I have been troubled by the lack of awareness of the Anglican Covenant among Episcopalians generally, despite the wealth of material about it on the Web and elsewhere. I expressed frustration over this in Pittsburgh in my post “Pittsburgh Diocese Unexcited by Covenant.”
My Facebook notice of my June 20 post attracted this comment from a friend who had clearly not gotten excited about the Covenant: “What is needed is an ‘Anglican Covenant for Dummies,’ maybe even an ‘Anglicanism for Dummies.’ I’ve been an Episcopalian since 1993, and I still don’t understand most of what Anglicans believe.”
There are, of course, lots of books both large and small that might qualify as “Anglicanism for Dummies,” though I am increasing becoming convinced that none of them will be satisfying to all, perhaps even most, self-described Anglicans. The world has been waiting patiently for “Anglican Covenant for Dummies,” however.
The world need wait no longer. The No Anglican Covenant Coalition has just published a one-page explanation of what the Covenant is, where it came from, and, unsurprisingly, why it should not be adopted. The document is titled “A Short Introduction to the Anglican Covenant.” Here is an excerpt:
Development of the Covenant resulted primarily from the growing discomfort of conservative Evangelicals in the Communion with “innovations” in Anglican churches—acceptance of divorce; ordination of women, gays, and lesbians; non-literal interpretation of Scripture; and, especially, the blessing of same-sex unions and the consecration of partnered gay bishops. Leading the disaffected were dissidents in The Episcopal Church in the U.S., who found allies in African and Asian churches, particularly in those countries where the founding influence was that of English Evangelicals. The dissidents settled on rejection of homosexual activity as their defining issue and, at the 1998 Lambeth Conference, passed Resolution I.10, which declared “homosexual practice … incompatible with Scripture.” Contrary to 130 years of Lambeth Conference tradition, Resolution I.10 has been touted as “the teaching of the Communion.”“A Short Introduction” is ideally suited to duplication as a handout to groups large and small. It can be used as a conversation stater among those unfamiliar with the Covenant, as well as those who already know something about it. Despite its having being created by Covenant opponents, except for the final paragraph, the document is, arguably, substantially objective.

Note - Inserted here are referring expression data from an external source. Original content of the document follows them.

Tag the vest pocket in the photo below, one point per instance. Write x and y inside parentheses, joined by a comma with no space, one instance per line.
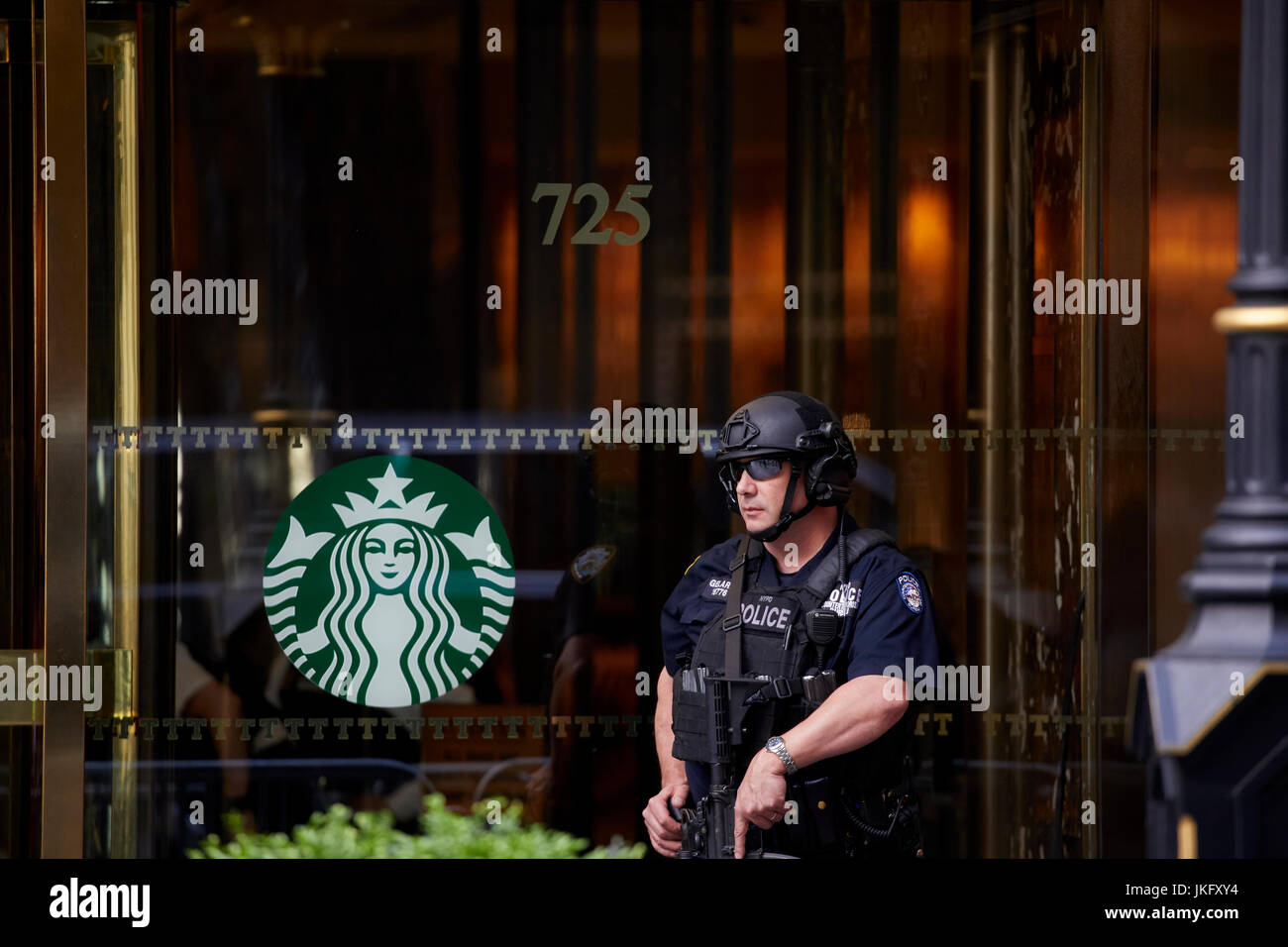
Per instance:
(690,725)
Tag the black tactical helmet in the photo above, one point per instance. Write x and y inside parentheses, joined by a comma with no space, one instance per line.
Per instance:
(804,431)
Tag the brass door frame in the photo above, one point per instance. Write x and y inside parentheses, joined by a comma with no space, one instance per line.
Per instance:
(65,289)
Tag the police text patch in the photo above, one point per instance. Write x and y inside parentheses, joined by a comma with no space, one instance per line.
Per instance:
(769,613)
(910,591)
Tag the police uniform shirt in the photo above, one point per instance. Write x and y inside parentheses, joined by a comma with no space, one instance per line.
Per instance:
(894,620)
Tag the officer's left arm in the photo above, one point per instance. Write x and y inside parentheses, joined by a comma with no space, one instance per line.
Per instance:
(854,715)
(896,624)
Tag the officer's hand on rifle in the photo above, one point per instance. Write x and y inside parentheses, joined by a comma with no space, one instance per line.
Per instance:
(664,831)
(761,797)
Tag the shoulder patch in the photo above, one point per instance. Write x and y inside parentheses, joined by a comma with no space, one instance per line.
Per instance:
(910,590)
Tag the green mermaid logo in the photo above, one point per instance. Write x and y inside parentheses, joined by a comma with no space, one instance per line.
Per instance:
(390,605)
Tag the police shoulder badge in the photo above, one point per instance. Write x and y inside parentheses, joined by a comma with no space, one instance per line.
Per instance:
(910,591)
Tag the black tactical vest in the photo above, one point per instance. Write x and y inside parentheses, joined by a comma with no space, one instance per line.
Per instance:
(772,644)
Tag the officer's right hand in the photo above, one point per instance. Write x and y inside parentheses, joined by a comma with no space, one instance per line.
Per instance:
(664,831)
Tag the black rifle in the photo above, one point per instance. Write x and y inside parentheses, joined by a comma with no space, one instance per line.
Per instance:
(707,828)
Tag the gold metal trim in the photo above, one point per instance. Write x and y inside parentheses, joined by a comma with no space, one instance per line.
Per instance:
(65,287)
(1186,838)
(1250,318)
(123,54)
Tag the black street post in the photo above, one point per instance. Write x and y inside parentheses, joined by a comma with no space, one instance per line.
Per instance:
(1211,710)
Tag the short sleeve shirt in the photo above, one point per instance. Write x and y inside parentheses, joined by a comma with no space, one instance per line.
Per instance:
(892,625)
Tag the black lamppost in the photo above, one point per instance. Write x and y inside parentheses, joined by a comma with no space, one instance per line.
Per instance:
(1211,710)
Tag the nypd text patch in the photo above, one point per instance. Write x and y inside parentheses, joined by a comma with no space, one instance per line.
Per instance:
(910,591)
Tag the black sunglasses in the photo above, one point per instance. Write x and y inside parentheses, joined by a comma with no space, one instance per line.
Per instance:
(759,468)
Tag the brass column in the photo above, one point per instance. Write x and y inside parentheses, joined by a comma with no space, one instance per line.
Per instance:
(65,351)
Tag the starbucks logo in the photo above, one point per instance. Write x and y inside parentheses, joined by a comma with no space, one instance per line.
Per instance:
(387,581)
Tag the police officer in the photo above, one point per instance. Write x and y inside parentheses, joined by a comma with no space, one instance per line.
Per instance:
(786,466)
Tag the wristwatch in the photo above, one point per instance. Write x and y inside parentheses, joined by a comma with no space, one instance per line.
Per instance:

The news release from the No Anglican Covenant Coalition can be read on its Web site here. “A Short Introduction to the Anglican Covenant” is available as PDF files formatted for letter-size paper and A4 paper.
Update, 7/21/2011: “A Short Introduction to the Anglican Covenant” is now available as a more attractively formatted two-page handout. See the announcement on the Comprehensive Unity blog.